Do You Work in a Career With a Risk of Exposure?
There are many substances that may occur in the workplace that could cause you immense harm. Because of this, there are also laws in place that dictate what you will be able to cover from these incidents. There are many workplaces where toxic exposures could be prominent, but here are some of the most common that you will hear of:
- Miners: Harmful dusts can result from jobs that include mining, drilling, and blasting. One of the most common is silica, which is the most common mineral found in the earth. You could receive an incurable form of lung disease known as silicosis or even lung cancer and COPD.
- Construction Workers: Construction workers are at the same risk of silica exposure as well as an added risk of wood dust exposure. Those who are exposed to this issue may receive nasal and sinus cancer. Chemical fumes could also pose many risks in the construction workplace such as asthma or chronic bronchitis. Construction workers have the added risk of being exposed to asbestos, which causes mesothelioma and asbestosis.
- Welders: Molten metal from welding can produce toxic fumes. The Manganese found in welding rods can cause a disease that results in harmful tremors, fatigue, headaches, and body stiffness.
- Farm Workers: If you work around harvested grains and crops, you have a risk of something known as “farmer’s lung.” This can sometimes result from mold spores or bacteria found in crops, which farmers are constantly subjected to.

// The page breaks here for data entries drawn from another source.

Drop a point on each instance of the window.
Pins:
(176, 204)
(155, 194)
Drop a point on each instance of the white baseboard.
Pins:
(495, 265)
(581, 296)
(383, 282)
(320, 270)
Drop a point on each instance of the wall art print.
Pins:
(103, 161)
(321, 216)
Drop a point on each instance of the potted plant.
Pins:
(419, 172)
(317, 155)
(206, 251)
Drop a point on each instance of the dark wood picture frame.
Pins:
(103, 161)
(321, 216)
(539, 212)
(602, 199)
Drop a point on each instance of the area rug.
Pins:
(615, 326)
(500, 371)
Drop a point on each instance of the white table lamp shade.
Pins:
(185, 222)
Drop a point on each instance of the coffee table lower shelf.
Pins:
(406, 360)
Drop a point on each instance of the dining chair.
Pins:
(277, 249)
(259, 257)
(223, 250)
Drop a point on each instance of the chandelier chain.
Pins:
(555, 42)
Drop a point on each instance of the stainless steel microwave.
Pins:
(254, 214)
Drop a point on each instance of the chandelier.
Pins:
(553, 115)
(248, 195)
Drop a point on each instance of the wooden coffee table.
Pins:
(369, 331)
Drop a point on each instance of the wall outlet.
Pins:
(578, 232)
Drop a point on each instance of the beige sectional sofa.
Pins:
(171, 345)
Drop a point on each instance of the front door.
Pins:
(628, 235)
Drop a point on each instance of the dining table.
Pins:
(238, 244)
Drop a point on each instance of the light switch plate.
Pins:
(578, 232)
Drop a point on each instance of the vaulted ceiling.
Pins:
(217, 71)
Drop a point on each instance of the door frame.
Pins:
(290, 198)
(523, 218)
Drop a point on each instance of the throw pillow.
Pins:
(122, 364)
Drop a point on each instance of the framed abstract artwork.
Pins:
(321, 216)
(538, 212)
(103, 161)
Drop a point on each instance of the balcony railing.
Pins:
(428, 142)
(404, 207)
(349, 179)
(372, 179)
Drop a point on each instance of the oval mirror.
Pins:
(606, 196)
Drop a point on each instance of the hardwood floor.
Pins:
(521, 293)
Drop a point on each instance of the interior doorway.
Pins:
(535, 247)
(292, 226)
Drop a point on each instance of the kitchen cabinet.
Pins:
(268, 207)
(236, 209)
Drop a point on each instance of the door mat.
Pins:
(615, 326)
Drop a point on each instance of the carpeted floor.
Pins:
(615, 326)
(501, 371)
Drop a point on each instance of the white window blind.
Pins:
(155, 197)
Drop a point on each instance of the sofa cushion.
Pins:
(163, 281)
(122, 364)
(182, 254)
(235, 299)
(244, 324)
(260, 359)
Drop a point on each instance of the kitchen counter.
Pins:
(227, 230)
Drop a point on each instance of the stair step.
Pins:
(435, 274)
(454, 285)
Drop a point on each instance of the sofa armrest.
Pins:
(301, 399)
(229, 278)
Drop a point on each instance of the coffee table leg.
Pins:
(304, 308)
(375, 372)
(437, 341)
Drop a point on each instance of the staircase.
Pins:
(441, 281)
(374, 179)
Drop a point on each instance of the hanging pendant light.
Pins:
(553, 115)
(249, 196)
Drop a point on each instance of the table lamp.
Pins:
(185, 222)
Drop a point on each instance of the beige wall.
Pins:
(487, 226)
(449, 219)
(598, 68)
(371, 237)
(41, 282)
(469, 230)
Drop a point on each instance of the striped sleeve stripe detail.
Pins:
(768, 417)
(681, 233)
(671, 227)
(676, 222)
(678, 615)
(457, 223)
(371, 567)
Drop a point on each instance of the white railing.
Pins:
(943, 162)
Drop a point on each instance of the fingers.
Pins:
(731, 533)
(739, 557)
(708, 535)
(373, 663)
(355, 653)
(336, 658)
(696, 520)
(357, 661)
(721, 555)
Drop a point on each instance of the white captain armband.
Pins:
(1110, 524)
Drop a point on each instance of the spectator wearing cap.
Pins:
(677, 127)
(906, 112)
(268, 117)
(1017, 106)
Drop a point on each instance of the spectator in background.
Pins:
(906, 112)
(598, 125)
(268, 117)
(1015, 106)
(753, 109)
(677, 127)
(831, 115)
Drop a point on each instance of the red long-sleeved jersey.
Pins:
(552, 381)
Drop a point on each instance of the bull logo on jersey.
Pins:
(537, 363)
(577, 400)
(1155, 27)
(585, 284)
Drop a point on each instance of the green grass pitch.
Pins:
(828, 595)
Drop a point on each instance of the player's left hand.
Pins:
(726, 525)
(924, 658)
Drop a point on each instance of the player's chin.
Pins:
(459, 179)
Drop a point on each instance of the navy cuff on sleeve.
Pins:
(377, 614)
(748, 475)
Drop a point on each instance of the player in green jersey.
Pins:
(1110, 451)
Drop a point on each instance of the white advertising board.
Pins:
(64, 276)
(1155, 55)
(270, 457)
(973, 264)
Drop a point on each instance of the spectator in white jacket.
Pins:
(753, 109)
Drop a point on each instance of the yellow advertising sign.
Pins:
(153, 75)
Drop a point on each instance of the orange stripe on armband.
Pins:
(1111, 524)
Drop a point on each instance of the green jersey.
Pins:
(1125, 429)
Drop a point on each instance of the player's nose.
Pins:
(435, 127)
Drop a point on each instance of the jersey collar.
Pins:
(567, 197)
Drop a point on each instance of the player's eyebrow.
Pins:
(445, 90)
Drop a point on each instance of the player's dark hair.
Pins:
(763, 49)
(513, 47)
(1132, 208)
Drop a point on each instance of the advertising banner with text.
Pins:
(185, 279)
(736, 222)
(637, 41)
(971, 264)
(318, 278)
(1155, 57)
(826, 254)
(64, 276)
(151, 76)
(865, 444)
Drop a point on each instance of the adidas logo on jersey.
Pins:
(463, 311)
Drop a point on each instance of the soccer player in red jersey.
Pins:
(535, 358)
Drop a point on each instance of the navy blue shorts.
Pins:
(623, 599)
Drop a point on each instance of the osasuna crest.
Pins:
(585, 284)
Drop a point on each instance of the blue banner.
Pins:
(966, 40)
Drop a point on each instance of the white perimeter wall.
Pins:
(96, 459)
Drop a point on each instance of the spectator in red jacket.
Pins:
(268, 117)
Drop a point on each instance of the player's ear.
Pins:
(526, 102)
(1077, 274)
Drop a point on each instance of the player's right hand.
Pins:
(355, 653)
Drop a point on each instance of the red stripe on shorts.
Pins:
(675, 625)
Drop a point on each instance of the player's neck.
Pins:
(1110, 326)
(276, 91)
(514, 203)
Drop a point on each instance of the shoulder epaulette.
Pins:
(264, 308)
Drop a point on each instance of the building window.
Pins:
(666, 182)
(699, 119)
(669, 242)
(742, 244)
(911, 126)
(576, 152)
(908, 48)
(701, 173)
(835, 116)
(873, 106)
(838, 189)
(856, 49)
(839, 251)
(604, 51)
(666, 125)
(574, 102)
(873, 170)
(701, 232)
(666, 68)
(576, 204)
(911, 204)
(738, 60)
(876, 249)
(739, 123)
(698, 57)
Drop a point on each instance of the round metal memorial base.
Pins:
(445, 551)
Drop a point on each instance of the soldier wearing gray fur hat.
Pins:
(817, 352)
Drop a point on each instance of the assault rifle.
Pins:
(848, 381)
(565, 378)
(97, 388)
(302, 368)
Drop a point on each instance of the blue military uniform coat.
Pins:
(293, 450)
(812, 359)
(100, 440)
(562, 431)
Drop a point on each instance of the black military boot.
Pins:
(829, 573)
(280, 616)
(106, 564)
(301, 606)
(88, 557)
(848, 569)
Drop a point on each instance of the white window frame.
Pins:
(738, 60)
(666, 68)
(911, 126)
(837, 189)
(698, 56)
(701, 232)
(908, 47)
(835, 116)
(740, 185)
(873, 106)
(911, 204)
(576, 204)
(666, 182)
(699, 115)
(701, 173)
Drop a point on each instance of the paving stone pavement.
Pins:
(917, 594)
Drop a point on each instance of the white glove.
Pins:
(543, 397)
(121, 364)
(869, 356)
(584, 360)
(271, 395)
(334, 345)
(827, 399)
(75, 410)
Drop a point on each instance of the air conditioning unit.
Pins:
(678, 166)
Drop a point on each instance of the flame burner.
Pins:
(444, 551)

- Workers Exposed to Nylon Fibers: You may receive something known as “flock worker’s lung” when you are working in areas where nylon is cut into small strands. If you work in these environments, you could develop inflammation and scarring in the lungs.
Being Aware of Toxins in the Workplace
In some workplaces, it is inevitable that you will be working around chemicals and toxins – but that doesn’t mean that you have to suffer. Always be on the lookout for warning labels and signs in the workplaces that warn of these dangers. There are many steps that your employer can take to protect you from these hazards, such as isolation from the substances, ventilation in the workplace, and using personal protective equipment. Staying safe in the workplace is your best bet for a long, healthy life.